Marcel Winatschek

The Quiz That Makes You Say What You Actually Think

Germany’s Wahl-O-Mat—the official voting advice application run by the Federal Agency for Civic Education—asks you a battery of questions and spits out a percentage match for each party on the ballot. It sounds reductive, and it is, and I do it every election anyway because the questions themselves are more useful than the final result. Forcing yourself to have a concrete opinion on EU policy, parental leave, the minimum wage, and foreign military deployments in the span of twenty minutes turns out to be more clarifying than months of passive headline consumption.

The 2017 federal election had the standard cast: parties promising more Europe, parties promising less. Angela Merkel running on the implicit argument that nothing catastrophic had happened on her watch. Martin Schulz running on the hope that people were tired of that. The full spectrum from the principled to the paranoid filling out the ballot below the main event.
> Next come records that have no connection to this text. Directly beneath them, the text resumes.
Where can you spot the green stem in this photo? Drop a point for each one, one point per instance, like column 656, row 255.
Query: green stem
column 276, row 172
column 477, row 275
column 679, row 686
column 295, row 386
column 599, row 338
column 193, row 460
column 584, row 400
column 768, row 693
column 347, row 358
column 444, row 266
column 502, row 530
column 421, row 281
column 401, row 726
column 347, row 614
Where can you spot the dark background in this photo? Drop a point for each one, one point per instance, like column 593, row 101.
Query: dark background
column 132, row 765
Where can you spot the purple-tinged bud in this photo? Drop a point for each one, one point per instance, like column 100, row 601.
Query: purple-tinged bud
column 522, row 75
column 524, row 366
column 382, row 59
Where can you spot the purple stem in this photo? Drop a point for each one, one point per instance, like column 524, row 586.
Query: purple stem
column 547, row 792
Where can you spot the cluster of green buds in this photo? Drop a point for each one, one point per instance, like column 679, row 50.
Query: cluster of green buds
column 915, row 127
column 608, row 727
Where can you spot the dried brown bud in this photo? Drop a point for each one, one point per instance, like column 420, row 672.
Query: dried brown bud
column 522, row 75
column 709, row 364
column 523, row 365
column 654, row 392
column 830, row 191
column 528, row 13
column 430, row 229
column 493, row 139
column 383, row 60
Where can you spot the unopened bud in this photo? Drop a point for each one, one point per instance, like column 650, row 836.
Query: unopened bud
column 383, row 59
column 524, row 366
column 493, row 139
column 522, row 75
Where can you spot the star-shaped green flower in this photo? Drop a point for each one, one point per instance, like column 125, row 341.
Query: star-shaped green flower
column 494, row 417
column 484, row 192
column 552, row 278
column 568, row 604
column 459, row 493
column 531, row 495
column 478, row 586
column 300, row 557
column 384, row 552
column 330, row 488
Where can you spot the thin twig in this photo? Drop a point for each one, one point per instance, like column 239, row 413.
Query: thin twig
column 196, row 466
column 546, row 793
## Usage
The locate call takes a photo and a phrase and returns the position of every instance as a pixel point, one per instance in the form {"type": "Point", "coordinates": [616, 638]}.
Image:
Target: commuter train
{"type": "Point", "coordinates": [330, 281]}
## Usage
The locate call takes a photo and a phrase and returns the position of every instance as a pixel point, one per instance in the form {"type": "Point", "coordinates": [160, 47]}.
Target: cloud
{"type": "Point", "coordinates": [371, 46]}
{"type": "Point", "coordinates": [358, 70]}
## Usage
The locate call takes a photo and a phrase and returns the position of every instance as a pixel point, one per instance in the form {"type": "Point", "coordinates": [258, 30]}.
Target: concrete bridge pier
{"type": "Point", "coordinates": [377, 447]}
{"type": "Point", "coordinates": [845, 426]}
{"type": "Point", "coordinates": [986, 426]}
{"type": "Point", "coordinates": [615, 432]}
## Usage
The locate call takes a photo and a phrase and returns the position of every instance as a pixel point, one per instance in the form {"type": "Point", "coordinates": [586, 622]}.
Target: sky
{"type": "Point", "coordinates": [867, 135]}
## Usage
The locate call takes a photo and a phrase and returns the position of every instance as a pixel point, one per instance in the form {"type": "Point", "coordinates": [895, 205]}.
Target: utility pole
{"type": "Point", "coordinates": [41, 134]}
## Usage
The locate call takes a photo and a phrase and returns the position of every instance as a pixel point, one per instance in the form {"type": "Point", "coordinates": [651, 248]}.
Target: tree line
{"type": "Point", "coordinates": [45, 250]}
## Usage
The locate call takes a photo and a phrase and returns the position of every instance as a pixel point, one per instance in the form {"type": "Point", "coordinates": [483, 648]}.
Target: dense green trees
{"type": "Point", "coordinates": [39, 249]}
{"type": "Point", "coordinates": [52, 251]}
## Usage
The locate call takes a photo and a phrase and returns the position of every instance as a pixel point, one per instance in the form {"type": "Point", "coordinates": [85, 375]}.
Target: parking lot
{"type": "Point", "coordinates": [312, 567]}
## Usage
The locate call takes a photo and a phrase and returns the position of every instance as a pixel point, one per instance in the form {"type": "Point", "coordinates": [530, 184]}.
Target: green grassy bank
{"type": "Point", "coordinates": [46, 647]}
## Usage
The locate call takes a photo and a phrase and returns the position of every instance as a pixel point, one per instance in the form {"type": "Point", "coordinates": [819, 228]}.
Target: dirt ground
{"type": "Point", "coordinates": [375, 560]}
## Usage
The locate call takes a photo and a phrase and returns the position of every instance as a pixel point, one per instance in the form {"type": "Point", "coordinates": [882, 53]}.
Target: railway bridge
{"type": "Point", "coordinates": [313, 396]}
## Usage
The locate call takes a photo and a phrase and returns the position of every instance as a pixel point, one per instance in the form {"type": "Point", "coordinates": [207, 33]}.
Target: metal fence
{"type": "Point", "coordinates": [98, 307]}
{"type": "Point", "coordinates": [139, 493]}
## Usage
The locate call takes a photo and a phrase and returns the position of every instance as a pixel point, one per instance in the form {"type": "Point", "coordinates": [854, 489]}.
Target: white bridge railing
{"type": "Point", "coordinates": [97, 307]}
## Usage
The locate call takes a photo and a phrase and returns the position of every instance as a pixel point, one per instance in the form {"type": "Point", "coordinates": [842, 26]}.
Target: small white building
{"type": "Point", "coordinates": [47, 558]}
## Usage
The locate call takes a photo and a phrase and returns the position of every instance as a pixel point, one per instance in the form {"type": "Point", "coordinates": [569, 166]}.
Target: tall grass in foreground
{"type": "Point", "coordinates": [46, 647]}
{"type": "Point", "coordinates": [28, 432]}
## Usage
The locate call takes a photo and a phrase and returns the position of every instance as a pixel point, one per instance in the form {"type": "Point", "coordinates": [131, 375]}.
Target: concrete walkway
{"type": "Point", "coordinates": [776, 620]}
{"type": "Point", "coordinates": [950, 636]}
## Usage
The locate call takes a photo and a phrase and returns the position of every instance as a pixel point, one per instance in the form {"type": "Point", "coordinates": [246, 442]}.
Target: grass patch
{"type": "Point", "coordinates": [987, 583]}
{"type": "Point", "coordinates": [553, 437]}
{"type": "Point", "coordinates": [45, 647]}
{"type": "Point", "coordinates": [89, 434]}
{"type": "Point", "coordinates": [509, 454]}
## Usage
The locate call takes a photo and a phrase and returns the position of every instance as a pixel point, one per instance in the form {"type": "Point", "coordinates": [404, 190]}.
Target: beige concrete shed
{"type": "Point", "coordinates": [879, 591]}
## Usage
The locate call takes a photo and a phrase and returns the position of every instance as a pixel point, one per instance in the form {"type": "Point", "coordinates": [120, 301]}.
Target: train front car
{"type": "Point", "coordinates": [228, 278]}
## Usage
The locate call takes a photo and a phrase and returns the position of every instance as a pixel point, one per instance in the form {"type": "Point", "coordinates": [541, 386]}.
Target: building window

There’s something almost embarrassing about admitting a quiz moved the needle for me—or at least made me articulate things I half-believed without having fully formed them. But voting is a strange act regardless. You’re trying to compress genuinely complicated positions into a single choice that gets filtered through coalition negotiations, parliamentary arithmetic, and compromises you’ll never see. The Wahl-O-Mat doesn’t solve that. It just makes you say what you actually think before you walk into the booth, which is more than most people manage.